Marvel Girl is revealed to have been the one person Xavier told about his illness. The retcon will later establish that she's in on the whole Xavier/Changeling switcheroo as well, making her the only X-Man who knows that Changeling died and not Xavier. Nothing in the intervening issues suggests this, of course, as that plot point hadn't been written yet.
The narration explains that Xavier is fighting Grotesk with the use of his mechanical leg braces (I think this might be the last such mention of the devices).
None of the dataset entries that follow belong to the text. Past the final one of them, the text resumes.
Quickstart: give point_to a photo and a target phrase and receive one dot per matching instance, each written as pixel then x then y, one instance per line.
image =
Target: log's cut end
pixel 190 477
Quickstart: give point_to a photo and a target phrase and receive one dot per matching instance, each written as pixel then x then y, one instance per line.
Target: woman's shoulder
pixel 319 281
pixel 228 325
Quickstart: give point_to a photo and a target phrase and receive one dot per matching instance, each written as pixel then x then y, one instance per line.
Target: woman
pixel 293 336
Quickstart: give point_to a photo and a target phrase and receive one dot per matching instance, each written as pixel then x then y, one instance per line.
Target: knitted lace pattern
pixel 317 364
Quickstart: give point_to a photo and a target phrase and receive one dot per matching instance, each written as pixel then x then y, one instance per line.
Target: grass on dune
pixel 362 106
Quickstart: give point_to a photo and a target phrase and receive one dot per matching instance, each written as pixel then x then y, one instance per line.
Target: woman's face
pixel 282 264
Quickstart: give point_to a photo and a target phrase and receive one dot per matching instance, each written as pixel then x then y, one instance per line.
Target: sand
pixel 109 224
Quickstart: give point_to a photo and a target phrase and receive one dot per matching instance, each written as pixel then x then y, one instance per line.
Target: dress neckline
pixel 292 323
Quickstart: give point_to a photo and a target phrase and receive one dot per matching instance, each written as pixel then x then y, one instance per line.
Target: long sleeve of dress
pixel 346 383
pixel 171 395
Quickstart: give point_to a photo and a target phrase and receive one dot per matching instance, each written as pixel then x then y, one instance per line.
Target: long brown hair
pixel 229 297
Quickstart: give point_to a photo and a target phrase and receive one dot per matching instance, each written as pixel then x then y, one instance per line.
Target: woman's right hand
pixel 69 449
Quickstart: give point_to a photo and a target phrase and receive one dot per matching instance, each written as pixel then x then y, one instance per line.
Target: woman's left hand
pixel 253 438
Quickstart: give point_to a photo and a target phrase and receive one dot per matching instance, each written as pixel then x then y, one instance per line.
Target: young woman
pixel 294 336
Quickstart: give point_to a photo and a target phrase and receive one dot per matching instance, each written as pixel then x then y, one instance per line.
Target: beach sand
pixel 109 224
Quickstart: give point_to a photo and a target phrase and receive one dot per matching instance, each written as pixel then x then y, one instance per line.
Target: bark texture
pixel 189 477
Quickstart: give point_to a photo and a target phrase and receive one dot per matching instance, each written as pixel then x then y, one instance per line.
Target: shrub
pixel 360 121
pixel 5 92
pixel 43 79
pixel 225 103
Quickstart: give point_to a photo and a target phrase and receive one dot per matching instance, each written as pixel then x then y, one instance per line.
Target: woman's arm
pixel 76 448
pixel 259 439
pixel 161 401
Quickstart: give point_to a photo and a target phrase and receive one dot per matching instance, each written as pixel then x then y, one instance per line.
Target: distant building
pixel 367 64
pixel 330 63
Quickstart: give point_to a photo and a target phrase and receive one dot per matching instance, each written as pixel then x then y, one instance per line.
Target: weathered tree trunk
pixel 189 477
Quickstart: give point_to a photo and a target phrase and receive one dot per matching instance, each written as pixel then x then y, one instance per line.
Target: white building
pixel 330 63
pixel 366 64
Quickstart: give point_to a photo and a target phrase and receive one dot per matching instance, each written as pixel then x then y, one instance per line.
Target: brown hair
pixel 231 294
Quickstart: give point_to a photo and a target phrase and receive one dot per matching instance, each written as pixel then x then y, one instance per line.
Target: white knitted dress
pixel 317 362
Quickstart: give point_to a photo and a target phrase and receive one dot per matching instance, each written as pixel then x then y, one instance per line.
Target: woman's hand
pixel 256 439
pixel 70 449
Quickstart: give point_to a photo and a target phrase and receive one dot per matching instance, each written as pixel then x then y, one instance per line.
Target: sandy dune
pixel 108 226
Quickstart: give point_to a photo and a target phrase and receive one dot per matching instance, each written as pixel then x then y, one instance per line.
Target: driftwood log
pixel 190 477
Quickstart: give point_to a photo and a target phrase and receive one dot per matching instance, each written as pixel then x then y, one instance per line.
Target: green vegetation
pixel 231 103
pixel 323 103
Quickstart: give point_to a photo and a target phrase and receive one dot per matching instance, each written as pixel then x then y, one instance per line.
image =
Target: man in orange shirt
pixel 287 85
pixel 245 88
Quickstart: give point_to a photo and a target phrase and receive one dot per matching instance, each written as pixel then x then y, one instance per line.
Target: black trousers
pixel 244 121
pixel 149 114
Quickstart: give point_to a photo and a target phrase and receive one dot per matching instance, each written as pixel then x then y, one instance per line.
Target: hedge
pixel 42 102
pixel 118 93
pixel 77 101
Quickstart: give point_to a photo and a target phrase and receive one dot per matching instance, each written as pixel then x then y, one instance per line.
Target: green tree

Of course, this narration is retroactively in error, as Changeling has no need for the braces.
In the backup, Xavier, curiously, already has an X-Men costume and visor ready for Cyclops, despite only deciding to recruit him during the car ride back to the mansion.
Later stories will introduce Amelia Voight, a woman who is revealed to have been Xavier's lover in the time before he formed the X-Men. The issue which details their relationship places her in between panels of this issue's backup story (further contradicting Xavier's assertion in this issue that he's been something of a hermit for years now), in which she walks out on Xavier when he returns home with Cyclops (Amelia was against the idea of the X-Men, believing they would only make human-mutant relations worse, and she eventually joins up with Magneto).
Ah, the Silver Age
Angel uses "solar orbs", meant for Professor X's research, against Grotesk.
Xavier telepathically picks a lock and "mentally analyzes" a machine to figure out how it works, once again showing that, like "magnetically", anything can be done if its preceded by the word "telepathically".
The Awesome and Terrible Power of Cyclops
Though believing in Xavier's dream of peaceful co-existence between humans and mutants, the newly-christened Cyclops still hopes to someday find a cure for his optic blast.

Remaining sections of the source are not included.